Regressando aos destinos propriamente ditos, percebo que se opte variadas vezes por outros destinos como a América do Sul ou as Caraíbas ao invés de São Tomé ou as Ilhas Bijagós na Guiné Bissau, que possa parecer mais sexy ir para as Maldivas ou Seychelles do que para as praias do norte de Moçambique, mas digo-vos eu, que já estive em ambos os sítios, estão a perder uma oportunidade única de serem surpreendidos e ficarem assoberbados com a beleza natural existente. Os países de Língua Portuguesa destinos de praia como os que enumerei mas também Cabo Verde, são destinos seguros ao contrário do que se diz, somos muito bem recebidos ao contrário do que muita gente pensa e já existem em alguns deles alojamentos que nos proporcionam tudo da mesma forma. Como uma vantagem clara, ali podem mergulhar no nosso passado e perceber parte da nossa história, podem ajudar povos nossos irmãos e são confrontados com pessoas únicas, sorrisos que nos deixam com a pele arrepiada, mares quentes e águas transparentes, mas também com uma certa dose de aventura para quem não quiser passar os dias de papo para o ar. Cascatas lindíssimas, trilhas em selvas de cortar a respiração, ilhas paradisíacas e excelente gastronomia.

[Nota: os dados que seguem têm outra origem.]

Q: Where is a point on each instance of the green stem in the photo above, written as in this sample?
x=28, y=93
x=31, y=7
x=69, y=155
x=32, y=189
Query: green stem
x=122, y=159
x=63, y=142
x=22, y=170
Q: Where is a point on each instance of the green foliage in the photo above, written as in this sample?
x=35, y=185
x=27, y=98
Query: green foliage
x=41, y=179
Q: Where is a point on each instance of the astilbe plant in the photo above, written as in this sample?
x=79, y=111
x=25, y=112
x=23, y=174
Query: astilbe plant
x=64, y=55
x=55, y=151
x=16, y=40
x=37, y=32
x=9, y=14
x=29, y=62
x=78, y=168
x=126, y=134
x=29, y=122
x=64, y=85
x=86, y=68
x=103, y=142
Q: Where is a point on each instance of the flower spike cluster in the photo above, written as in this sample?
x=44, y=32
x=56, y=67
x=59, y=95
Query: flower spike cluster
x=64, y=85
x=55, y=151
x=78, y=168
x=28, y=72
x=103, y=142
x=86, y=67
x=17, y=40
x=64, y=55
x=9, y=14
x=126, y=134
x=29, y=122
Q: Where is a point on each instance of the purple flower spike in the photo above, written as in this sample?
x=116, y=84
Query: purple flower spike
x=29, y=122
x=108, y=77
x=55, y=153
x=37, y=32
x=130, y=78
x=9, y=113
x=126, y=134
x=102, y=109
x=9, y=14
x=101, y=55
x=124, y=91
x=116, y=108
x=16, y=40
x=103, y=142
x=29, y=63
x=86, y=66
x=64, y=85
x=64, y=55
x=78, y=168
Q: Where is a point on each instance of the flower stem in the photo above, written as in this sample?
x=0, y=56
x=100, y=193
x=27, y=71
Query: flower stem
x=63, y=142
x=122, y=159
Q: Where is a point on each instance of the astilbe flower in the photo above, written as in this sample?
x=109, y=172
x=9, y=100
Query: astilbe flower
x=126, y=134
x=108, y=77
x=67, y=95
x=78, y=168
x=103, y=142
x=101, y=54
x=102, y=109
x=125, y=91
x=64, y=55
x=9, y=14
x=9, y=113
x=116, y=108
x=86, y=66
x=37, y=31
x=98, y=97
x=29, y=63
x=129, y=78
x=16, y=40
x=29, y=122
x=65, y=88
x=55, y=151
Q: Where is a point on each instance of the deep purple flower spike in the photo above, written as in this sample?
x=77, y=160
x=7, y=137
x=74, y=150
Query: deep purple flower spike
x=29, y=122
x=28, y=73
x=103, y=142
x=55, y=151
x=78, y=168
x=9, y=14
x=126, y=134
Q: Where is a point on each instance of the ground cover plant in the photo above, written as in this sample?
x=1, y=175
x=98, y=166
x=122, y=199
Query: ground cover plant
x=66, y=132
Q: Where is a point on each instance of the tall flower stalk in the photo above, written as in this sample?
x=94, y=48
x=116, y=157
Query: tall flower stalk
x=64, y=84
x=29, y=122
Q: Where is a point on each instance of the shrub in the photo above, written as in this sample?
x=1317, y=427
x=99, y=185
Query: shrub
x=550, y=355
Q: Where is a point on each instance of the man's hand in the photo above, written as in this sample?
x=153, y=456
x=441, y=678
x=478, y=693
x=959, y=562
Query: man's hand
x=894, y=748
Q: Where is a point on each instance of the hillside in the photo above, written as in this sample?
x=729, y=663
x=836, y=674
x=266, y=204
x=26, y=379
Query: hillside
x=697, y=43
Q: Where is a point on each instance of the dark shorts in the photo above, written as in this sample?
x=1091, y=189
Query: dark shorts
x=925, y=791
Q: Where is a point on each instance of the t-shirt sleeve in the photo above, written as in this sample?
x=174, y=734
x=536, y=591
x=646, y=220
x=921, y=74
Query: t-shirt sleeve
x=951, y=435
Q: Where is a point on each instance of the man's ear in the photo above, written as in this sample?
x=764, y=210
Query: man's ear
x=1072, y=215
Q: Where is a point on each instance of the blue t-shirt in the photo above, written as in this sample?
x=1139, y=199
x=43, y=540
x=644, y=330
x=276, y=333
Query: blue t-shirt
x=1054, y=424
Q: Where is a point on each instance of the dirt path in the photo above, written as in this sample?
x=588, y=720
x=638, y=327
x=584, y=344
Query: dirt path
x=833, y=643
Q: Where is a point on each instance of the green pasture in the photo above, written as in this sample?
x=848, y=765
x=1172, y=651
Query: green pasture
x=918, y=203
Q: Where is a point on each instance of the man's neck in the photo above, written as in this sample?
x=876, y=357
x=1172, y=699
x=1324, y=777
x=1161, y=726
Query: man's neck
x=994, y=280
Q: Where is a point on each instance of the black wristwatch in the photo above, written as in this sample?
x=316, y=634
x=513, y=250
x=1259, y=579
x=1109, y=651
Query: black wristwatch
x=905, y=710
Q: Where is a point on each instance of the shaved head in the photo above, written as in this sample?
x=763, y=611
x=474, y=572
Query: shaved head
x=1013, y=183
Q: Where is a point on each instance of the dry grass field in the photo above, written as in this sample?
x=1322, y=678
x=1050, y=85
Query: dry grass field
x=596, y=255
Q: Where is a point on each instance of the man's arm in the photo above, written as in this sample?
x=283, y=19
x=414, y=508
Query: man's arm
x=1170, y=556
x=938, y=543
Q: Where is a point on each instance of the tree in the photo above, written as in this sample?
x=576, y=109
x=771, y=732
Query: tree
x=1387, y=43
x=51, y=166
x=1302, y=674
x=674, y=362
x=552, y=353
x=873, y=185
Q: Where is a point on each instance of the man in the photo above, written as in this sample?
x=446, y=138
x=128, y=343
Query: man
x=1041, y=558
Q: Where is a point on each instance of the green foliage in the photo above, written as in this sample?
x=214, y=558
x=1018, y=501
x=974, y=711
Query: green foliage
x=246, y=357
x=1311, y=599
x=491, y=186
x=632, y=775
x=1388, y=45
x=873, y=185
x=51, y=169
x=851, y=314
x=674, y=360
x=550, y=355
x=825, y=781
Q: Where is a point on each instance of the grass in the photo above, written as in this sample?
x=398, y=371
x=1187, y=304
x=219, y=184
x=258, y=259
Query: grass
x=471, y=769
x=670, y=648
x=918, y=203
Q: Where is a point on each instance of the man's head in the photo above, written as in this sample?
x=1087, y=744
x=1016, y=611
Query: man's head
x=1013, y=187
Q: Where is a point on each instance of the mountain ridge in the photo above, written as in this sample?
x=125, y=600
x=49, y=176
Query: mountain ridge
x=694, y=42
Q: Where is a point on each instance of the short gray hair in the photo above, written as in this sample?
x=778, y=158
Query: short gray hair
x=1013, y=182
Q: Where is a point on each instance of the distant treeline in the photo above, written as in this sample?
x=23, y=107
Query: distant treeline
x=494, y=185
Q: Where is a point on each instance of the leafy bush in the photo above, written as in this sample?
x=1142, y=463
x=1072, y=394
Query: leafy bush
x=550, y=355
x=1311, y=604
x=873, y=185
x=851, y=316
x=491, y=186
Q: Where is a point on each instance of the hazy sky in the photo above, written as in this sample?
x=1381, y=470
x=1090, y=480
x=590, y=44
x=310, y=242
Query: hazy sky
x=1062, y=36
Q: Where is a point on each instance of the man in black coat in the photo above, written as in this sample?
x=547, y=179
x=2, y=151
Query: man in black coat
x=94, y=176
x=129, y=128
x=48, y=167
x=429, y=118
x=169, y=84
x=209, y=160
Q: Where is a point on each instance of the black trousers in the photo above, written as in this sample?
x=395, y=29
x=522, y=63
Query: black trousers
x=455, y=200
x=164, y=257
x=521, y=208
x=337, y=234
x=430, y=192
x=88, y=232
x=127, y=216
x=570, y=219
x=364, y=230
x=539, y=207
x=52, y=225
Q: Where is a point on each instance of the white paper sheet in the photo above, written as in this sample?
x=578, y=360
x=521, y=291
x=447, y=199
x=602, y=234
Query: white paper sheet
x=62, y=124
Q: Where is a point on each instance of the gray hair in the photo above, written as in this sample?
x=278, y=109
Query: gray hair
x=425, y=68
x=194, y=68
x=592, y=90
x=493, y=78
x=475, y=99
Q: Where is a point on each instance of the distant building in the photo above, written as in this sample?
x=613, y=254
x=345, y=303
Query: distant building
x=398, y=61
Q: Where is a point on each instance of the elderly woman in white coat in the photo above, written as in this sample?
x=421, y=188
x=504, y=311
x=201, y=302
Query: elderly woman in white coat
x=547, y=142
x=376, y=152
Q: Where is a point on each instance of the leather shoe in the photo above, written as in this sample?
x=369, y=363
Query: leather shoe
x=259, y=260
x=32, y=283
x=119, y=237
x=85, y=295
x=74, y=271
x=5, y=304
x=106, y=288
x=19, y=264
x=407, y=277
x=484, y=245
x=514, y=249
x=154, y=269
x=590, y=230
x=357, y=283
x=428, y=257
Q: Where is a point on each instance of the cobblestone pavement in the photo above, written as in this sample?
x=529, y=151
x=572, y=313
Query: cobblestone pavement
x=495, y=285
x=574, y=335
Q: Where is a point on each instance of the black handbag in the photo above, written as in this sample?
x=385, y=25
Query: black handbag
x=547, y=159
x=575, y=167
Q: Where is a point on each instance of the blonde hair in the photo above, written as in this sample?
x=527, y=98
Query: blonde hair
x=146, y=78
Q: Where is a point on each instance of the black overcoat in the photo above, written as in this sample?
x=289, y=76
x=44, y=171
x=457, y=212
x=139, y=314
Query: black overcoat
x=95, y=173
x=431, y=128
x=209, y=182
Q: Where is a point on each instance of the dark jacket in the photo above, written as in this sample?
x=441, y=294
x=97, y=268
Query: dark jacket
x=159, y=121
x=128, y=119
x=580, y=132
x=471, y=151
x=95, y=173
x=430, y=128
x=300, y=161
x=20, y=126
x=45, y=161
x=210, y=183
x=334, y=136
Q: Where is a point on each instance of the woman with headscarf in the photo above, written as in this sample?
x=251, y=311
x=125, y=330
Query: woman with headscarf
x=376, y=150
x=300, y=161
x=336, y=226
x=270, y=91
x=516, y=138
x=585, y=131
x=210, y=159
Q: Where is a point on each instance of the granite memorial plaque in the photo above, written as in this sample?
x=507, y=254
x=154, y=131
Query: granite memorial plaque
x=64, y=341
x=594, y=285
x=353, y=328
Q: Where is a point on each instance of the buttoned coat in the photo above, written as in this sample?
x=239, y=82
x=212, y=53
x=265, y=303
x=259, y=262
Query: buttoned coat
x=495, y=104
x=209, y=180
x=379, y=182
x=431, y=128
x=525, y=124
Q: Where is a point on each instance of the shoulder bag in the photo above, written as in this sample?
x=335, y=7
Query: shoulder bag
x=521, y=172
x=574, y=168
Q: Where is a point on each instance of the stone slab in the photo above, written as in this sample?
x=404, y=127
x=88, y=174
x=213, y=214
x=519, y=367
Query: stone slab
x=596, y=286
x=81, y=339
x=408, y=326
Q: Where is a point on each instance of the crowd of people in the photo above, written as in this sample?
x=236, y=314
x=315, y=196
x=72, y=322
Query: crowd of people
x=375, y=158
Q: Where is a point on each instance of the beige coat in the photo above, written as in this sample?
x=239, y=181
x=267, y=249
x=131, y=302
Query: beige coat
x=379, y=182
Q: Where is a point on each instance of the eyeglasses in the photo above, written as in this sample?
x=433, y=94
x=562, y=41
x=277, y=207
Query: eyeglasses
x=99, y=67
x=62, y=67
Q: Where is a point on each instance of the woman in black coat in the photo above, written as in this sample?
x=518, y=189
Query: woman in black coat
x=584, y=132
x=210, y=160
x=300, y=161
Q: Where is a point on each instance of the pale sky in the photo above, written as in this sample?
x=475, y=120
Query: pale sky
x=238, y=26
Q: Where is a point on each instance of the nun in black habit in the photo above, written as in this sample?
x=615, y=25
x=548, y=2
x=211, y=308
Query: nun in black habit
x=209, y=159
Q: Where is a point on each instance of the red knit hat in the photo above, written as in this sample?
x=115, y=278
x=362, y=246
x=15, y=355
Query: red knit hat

Às vezes falta informação, muito por culpa nossa e tantas outras a informação que passa é errada. Mas a verdade está lá para quem a quiser visitar. Em São Tomé por exemplo tanto a norte ( Mucumbli ) como a sul ( Club Santana ) existem infra estruturas com tudo o que podem sonhar e imaginar com a particularidade de respeitarem a sua envolvente e o que têm de mais puro e natural. É o conforto, a vista, as paisagens e os sabores sem estragar a natureza. África traz-nos sensações únicas, disso podem ter a certeza e não precisam de correr riscos para poderem usufruir dela. Claro que nem tudo é perfeito e que existe ainda um longo caminho a percorrer no que ao turismo diz respeito mas será que parte do fascínio não partirá daí também? A magia destes espaços, está em muito relacionada com a sua pureza, com a genuinidade das pessoas que trocam olhares connosco ou com as crianças que nos vêm dar a mão em sinal de carinho e proteção. Não há nada que nos impacte mais na vida do que as relações humanas, nem as paisagens e nestes destinos cruzamo-nos com seres fascinantes, cheios de luz própria, uma luz profunda que nos parece despir a cada instante e nos desarma. África faz falta a todos nós, traz-nos coisas que não se aprendem na escola e desafia os nossos sentimentos e as prioridades que temos na vida. Isso não tem preço, nem dá para vender um folheto de uma agencia de viagens. É preciso partir em busca do que nos faz falta e do que nos pode preencher. São Tomé por exemplo é muito mais do que praia, é toque, é paixão e emoção. Não sou só eu que o digo, são os que me acompanham nestas viagens, os olhos de admiração, os sorrisos de felicidade. Nem precisam de falar, há coisas que se sentem mesmo de boca calada. Sobretudo de boca calada, a respeitar a nossa espiritualidade e a aprender com a dos outros. A energia que nos desperta os sentidos. África é um vício bom que nos torna melhores e nos faz encontrar novas razões para viver.

Texto dedicado aos meus amigos, Maria João, Iva e Zé.